The Pillow Book (film)

Everything About Fiction You Never Wanted to Know.

The Pillow Book is a 1996 erotic drama film directed by Peter Greenaway, inspired by the classical Japanese book of the same name. Unlike the original novel, which was centered in eroticism and court intrigue, this story centers in Kiyowara Nagiko, a modern-day fan and emulator of Sei Shonagon.

Nagiko has a fetish on writing on her skin, which developed from her father's habit of writing good omens on her face. Unfortunately, her life was ruined when her father's publisher lodged within her family, forcing himself on her father and making her marry his apprentice, a man that resented her free spirit and literacy. After Noriko escapes her marriage, she becomes a model and tries to find a lover who indulges on her fetish, but all men she find are good calligraphers but lousy lovers or viceversa. Then she meets Jerome, a British translator who, after being informed he falls into the second category (he is a good calligrapher, just not in Chinese characters), asks her to teach him by writing on his skin to become more like what she desires. This unexpected petition of reciprocity awakes on Noriko a bigger awareness of her own desires, and marks the beginning of a chain of events that will lead to her finally taking revenge in the publisher that ruined her family.

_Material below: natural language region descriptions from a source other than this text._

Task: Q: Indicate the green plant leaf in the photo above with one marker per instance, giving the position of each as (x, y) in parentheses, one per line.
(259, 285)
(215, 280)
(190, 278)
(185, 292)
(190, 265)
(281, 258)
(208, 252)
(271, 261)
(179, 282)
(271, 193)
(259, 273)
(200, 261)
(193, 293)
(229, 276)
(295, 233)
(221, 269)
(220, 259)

Vivian Wu plays Nagiko and Ewan McGregor plays Jerome.

Tropes used in The Pillow Book (film) include:
  • Arranged Marriage: Noriko gets forced to marry the apprentice of The Publisher. It doesn't work, as the husband deeply resents Noriko's literacy and desire to learn, and eventually burns her first pillow book when he reads her unflattering depictions of their marriage. She abandons him no longer after that.
  • Best Served Cold: Nagiko's revenge is years in the making.
  • Bi the Way: Nagiko's lover, Jerome.
  • Body Paint: Nagiko's fetish
  • But Not Too Foreign: Nagiko's mother is Chinese, but her father is Japanese.
  • Depraved Homosexual: The Publisher, against whom Nagiko takes revenge.
  • Fake Nationality: Nagiko is played by Vivian Wu (邬君梅 Wū Jūnméi) a Chinese actress born in Shanghai. Appropriately, in the film, Nagiko's mother is also from Shanghai.
  • Gone Horribly Right: After being spurned by Noriko for dismissing her editorial success, Jerome is convinced that he can get into her favor again by writing a book in his skin and faking a suicide a là Romeo and Juliet. Noriko does gets the pics of his written skin and is touched enough to forgive him and take him back, but, like in the Shakespearean play, she arrives too late and finds him already dead from an accidental overdose.
  • Grave Robbing: The Publisher.
  • In Name Only: The movie only indirectly refers to the original work, doing so through the prism of a more conventional present-day story of love, revenge, and above all fetishism - namely, writing on human skin.
  • Jerk Jock: Nagiko's husband.
  • Meaningful Funeral: Jerome's
  • Named After Somebody Famous: Nagiko is informed that she shared her name with the author of the original Pillow Book.
  • No Name Given: The Publisher, Father, Mother, Aunt, Maid, Husband... In fact Nagiko, Jerome, and Hoki are the only characters in the film who are given names.